The summarize query, which shows how frequently certain types of log messages occur, is one of the first features Sumo Logic likes to show its customers. “Our customers and prospects become very focused on the results of that query,” Zier notes. “Often times they comment, ‘Hey, I’ve never seen this log message before; what does it mean?’ It’s instrumental to discovering things they haven’t seen before and determining the frequency with which they happen. When you’re just looking at a single log file someplace, you may see it as a one-off event. When you see it in context across all these machines, and notice that it occurs frequently, it’s a whole different story.”

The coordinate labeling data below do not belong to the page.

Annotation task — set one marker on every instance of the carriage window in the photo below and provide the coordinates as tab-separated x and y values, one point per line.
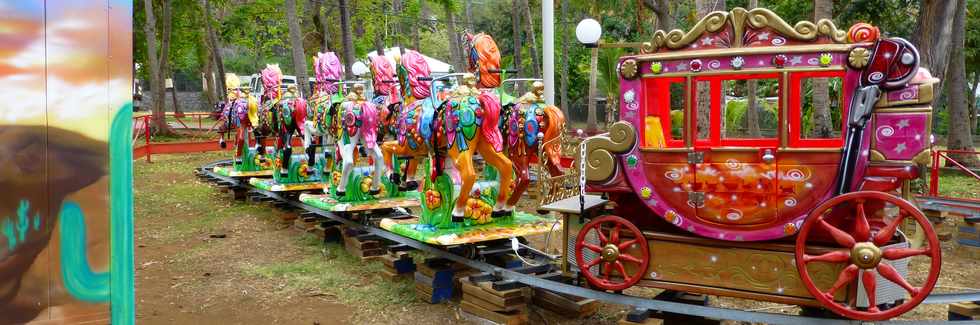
749	109
703	109
821	108
677	91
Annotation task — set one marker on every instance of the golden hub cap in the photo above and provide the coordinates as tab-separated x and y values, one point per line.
865	255
610	253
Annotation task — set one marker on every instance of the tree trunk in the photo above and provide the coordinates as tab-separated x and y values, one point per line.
662	9
346	37
822	9
593	74
455	50
532	42
518	47
215	50
933	37
752	107
563	92
960	137
704	7
296	42
973	102
469	14
156	84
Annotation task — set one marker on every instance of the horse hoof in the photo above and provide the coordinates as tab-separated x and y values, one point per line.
408	186
501	214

One of the strengths of the Sumo Logic solution is its ability to boil down huge amounts of data into a few meaningful insights. Those insights might be important trends, anomalies not otherwise identified, or imminent threats. “For example, if a log-in failure is happening often, that potentially points to a brute-force security attack,” Zier says. “A summarize query will tell you, for example, that there have been 1.5 million log-in attempts. And that’s something that stands out, and makes you pay attention right away.”
“When you can execute a search within seconds and get real-time data about what’s going on, you can quickly resolve the issue.”

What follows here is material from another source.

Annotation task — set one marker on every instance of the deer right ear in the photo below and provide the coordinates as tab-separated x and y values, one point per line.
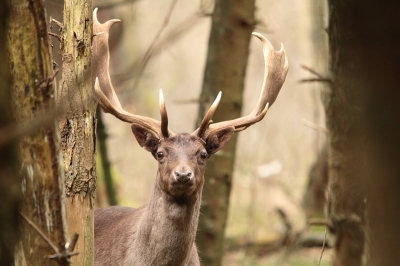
145	137
216	140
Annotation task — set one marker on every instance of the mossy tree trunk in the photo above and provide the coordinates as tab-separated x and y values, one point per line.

One of the advantages of the Sumo Logic service is that it gives customers a way to quickly diagnose and solve problems without setting up and maintaining on-premise systems or appliances that inevitably will not be up to the task of log management in today’s complex IT infrastructures. But this doesn’t mean customers never call Sumo Logic with questions. And in these cases, Sumo Logic is again applying its own tools.
“One day, a customer called in and said they were unable to log into the site,” Zier recalls. “We drilled down, and observed that somebody else in the customer’s account had reset the person’s password. That probably was not a potential cause that anyone would ever have looked for. But with our tool, we just gave it the e-mail address to search for and it showed us all the things that happened related to that e-mail address. One of them said, ‘user X changed the password for this e-mail address.’ We determined a co-worker inadvertently reset the password. We were able to resolve that within a few minutes.”
Zier notes that easy access to relevant information can translate into giving customers a quick, specific answer. “In many customer service situations, you can get a boilerplate answer that says ‘here are some steps you can try.’ But that seldom works. It’s a lot of trial and error. At Sumo Logic, we’re able to see the specific data as it affects that customer. So if someone files a support ticket, we can directly say, ‘Here’s what happened, and here’s how you resolve it,’ without any doubt, because we have the data. When a customer asks us something, we can figure out what happened in the application as they interacted with it.”
By applying its own groundbreaking tools and technology to its own operations, Sumo Logic reaps benefits in two major areas. Internally, it sees shorter development cycles, quicker releases of new features, and faster resolution of problems that could affect critical functions. Externally, Sumo Logic’s log management and analytics service helps the company exceed customer expectations by assuring a reliable service, resolving support problems quickly (or preventing them altogether), and delivering new insights that lead to tangible improvements in customers’ IT operations.